That’s going to find the first model in the game, not specifically the player? And even if it finds a player, it won’t be a specific one, it will be the first one it finds.
You can access the player from the workspace. You just have to have a way to either loop through all of them or uniquely find a player. Usually if you have to find the character from workspace you are probably doing something wrong.
Like I could do game.Workspace.tlr22 to get my own character (assuming I’ve already spawned). But if I search for the first model I might get my friends model, or I might get the model that is a building.

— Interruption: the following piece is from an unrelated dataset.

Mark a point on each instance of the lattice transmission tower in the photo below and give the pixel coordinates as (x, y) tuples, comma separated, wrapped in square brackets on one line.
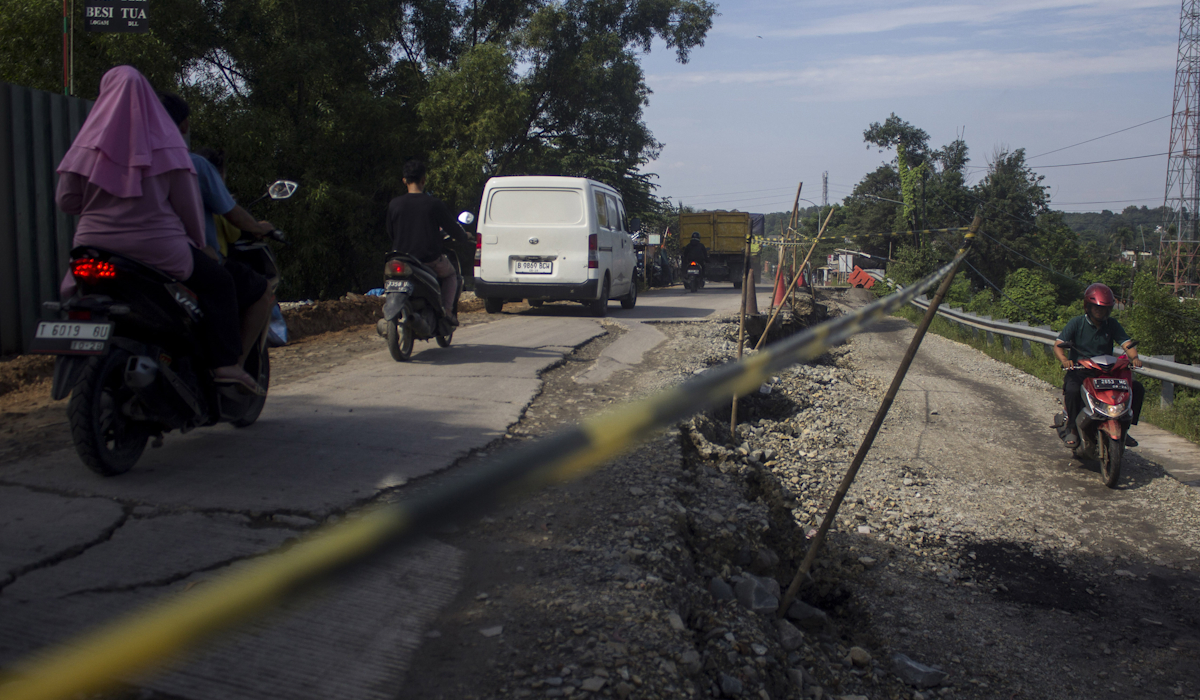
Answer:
[(1180, 240)]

My question is how do you know what character you are trying to find? The answer to that will be how you learn to search for it.
task.wait(2)
local workspaceParts = game.Workspace:GetDescendants()--[[So we can loop through the workspace later]]
local playerTable = {}
local players = game:GetService("Players")
players.PlayerAdded:Connect(function() do --[[Every time a player joins it executes code]]
task.wait(5)--[[To let the player load in]]
for i, v in pairs(workspaceParts) do
if v:IsA("BasePart") and v.Name == "HumanoidRootPart" and v.Parent ~= game.Workspace.Noob --[[Or just any npc you want to ignore]] then
local playerName = v.Parent.Name
table.insert(playerTable, playerName)
end
end
end
end)
But like, I don’t get why you’d even want to do this, PlayerAdded gives the player that was added as information, which you can use to access any parts you need, humanoid, humanoidrootparts, there are a ton of better ways to do this, also this may not work i didn’t test it.